Autre son de cloche chez sa collègue en science de la communication Martine Surprenant, qui n’y voit aucun problème. «Utiliser cet hybride est un juste milieu pour faire de la musique tout en gardant les racines langagières présentes dans son art», affirme-t-elle.

Une question d’identité

Yes Mccan admet aussi voir dans l’utilisation du franglais une question identitaire. «Il y a un statement qui vient du fait d’être Montréalais, et de vouloir réunir les deux cultures de la ville», dit-il. Les six membres du groupe viennent de Montréal ou des environs.

L’animateur de Ghetto Érudit abonde dans le même sens. «On peut y voir un mouvement de reprise de possession de son identité, en réaction au rap anglophone ou à l’accent de France», croit-il. Pour ceux qui y voient une menace pour la langue française, le professeur Lareau se fait rassurant. «Je pense que les gens ont peur que le français disparaisse, et dès que l’ombre de l’anglais s’insère, on panique un peu», juge-t-il.

Le linguiste constate même une uniformisation des langues, l’omniprésence des médias de masse estompant selon lui leurs disparités. « C’est un peu en réaction à ça que l’on observe des phénomènes un peu extrêmes comme celui concernant les Dead Obies », ajoute-t-il. L’expert juge toutefois improbable que le franglais s’impose d’une quelconque façon dans le langage courant.

TEST D’ÉCOUTE

Le franglais est-il compréhensible ? Nous avons demandé à des étudiants s’ils comprenaient les paroles d’une des chansons des Dead Obies.

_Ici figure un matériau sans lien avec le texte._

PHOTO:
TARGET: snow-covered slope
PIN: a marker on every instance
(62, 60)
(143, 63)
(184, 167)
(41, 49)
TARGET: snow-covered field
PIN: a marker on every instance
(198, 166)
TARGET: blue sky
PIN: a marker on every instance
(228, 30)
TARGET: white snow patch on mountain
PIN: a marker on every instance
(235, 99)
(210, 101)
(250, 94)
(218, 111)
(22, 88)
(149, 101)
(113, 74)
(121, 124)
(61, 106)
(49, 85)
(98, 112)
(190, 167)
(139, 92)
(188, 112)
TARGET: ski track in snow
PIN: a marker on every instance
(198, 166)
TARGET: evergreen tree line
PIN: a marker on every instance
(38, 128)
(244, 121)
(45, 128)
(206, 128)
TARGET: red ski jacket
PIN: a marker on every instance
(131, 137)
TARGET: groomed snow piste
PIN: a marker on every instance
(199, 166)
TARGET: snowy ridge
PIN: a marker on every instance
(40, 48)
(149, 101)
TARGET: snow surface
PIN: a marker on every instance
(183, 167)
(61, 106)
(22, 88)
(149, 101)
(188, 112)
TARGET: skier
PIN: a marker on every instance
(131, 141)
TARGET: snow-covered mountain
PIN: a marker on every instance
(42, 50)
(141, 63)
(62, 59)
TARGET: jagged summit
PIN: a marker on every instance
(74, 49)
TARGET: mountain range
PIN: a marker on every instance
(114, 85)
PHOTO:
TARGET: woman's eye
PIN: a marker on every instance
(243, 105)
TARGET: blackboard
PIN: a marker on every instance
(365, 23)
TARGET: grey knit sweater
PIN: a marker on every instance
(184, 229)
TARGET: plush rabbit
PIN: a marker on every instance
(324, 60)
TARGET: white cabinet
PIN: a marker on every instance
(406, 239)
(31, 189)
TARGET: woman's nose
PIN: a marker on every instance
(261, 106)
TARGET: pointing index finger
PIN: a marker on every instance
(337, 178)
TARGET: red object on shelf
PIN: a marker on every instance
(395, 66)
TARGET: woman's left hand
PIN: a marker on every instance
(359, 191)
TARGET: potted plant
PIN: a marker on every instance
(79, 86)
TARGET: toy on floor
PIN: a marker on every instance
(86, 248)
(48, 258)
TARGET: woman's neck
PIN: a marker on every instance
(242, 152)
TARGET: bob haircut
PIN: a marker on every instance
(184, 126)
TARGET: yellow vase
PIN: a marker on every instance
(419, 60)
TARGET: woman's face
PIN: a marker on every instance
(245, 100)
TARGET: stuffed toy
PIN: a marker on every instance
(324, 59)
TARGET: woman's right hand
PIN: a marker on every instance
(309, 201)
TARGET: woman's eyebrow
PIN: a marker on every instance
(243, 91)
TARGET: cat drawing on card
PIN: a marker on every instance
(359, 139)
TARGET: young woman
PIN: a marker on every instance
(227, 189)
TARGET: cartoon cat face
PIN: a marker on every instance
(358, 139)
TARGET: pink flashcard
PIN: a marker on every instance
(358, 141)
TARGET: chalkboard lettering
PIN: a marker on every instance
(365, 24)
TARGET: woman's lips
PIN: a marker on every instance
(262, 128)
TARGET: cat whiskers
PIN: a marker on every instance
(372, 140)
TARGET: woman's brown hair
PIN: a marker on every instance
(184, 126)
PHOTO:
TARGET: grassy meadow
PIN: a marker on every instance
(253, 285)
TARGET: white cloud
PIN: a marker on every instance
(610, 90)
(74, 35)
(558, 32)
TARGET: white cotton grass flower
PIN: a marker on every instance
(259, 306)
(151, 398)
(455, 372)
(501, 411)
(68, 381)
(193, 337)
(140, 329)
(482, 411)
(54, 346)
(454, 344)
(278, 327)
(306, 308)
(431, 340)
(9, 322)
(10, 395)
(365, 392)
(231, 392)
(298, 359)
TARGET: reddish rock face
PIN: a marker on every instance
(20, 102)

« J’avoue que j’en ai manqué quelques-unes. J’ai peut-être compris autour de 75% des mots.»
Marie Gisèle – Étudiante à la mineure en économie

«Oui, j’ai compris tous les mots sans aucun problème!»
Gabriel Orsini – Étudiant au baccalauréat en physique

«J’ai bien compris les paroles, j’ai plus de difficultés avec les expressions québécoises.»
Paul Faubre – Étudiant à la mineure en arts et sciences

«Oui, j’ai tout compris, je n’ai pas manqué un mot.»
Alexandre Zabeiba
Étudiante en résidence en médecine

« J’avoue que je n’ai pas compris grand chose, que quelques mots à gauche et à droite. Il faut dire que je ne parle vraiment pas bien l’anglais!»